Case: Financial Technology Company
This client reported having varied success with learning from incidents in the past and that challenges in responding to incidents could be helped by better post-incident analysis and debriefing facilitation. They suspected too much attention was given to localized “fixes” and not enough to how the teams coordinated and responded to incidents as they arise.
They struggled to make meaningful use of post-incident reviews and the group meetings were reported to have a “due diligence” or “checklist” character to them, resulting in poor attendance and very little insight generated.
As part of an initial assessment, our findings included:
- Previous success with post-incident debriefings ended when a key internal advocate and skilled facilitator-analyst left the company. Veteran staff remembered how valuable well-executed facilitation and analysis once was, new hires don’t. This gap in perception was growing when they engaged us.
- Engineering leadership was frustrated that something that appeared to work well (post-incident review) no longer did and had their attention on managing external stakeholder expectations when incidents arose. This resulted in a vicious cycle of reacting to incidents, rather than building expertise to extract value out of the events to fuel proactive work.
Recommendations
- To identify a small group of enthusiastic engineers for training and coaching in Incident Analysis led by ACL staff. Fundamentals of event reconstruction, interviewing techniques using the Critical Decision Method, and accident investigation concepts are covered.
- An initial cadence of shadowing and follow-up evaluation for this group is set up, and ACL staff gives coaching/feedback on interviewing, prep, and analysis topics.
Markers of progress
- Post-incident review meetings are now “standing room only” events and are eagerly anticipated across both engineering and customer support staff.
- Engineers report that they attend these events and take notes because they “can learn things there that they can’t learn elsewhere.”
- Engineers who have been trained in incident analysis are now seen as critical resources.
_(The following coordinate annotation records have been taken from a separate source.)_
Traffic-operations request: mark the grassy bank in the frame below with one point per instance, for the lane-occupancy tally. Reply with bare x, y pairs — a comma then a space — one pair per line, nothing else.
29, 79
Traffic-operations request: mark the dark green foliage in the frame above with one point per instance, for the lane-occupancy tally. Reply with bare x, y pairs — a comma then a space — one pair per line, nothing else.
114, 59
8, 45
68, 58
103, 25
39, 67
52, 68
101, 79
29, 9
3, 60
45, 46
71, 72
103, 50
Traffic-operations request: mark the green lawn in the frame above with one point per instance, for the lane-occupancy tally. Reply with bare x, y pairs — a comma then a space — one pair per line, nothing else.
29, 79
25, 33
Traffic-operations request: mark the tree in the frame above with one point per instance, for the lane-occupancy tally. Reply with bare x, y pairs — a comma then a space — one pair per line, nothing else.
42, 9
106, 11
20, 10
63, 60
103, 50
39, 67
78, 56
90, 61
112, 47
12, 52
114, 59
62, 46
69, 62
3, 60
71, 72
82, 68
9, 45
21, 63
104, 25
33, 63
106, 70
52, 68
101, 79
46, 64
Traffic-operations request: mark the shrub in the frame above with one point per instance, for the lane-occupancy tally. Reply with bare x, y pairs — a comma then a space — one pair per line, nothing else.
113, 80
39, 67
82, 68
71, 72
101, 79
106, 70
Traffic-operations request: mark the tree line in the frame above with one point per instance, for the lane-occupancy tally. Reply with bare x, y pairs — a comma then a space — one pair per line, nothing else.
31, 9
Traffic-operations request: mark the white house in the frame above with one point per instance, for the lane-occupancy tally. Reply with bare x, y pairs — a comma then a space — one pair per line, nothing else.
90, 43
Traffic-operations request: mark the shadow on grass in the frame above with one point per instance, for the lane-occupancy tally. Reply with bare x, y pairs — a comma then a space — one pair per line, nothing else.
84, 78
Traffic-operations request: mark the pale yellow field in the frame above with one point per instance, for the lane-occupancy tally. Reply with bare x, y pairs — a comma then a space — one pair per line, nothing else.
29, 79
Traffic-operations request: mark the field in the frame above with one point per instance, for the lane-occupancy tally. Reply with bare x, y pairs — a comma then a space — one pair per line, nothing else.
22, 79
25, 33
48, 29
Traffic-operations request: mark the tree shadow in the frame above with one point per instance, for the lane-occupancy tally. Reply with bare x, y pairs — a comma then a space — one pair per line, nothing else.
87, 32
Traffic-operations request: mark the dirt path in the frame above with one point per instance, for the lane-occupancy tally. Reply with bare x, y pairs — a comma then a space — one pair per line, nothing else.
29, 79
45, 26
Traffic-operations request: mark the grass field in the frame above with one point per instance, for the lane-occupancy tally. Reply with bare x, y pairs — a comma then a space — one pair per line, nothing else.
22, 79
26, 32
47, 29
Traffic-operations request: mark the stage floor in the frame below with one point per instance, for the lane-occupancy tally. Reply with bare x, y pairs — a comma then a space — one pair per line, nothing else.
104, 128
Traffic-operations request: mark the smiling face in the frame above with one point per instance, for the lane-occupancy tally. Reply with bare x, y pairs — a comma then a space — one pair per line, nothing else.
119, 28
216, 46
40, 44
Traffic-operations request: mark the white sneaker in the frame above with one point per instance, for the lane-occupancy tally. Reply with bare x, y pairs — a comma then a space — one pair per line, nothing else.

Group debriefings and other post-incident meertings are now scheduled around their availability.
- Engineers insist that post-incident debriefings need to be separated from the creation of follow-up action-items, which then takes place in a separate meeting days later to allow for “soak” time. Note: this was unanticipated, but is a strong indication that they’re taking deep learning seriously. Light feedback appears to indicate that ‘remediation’ or follow-up items are seen as being more valuable due to this.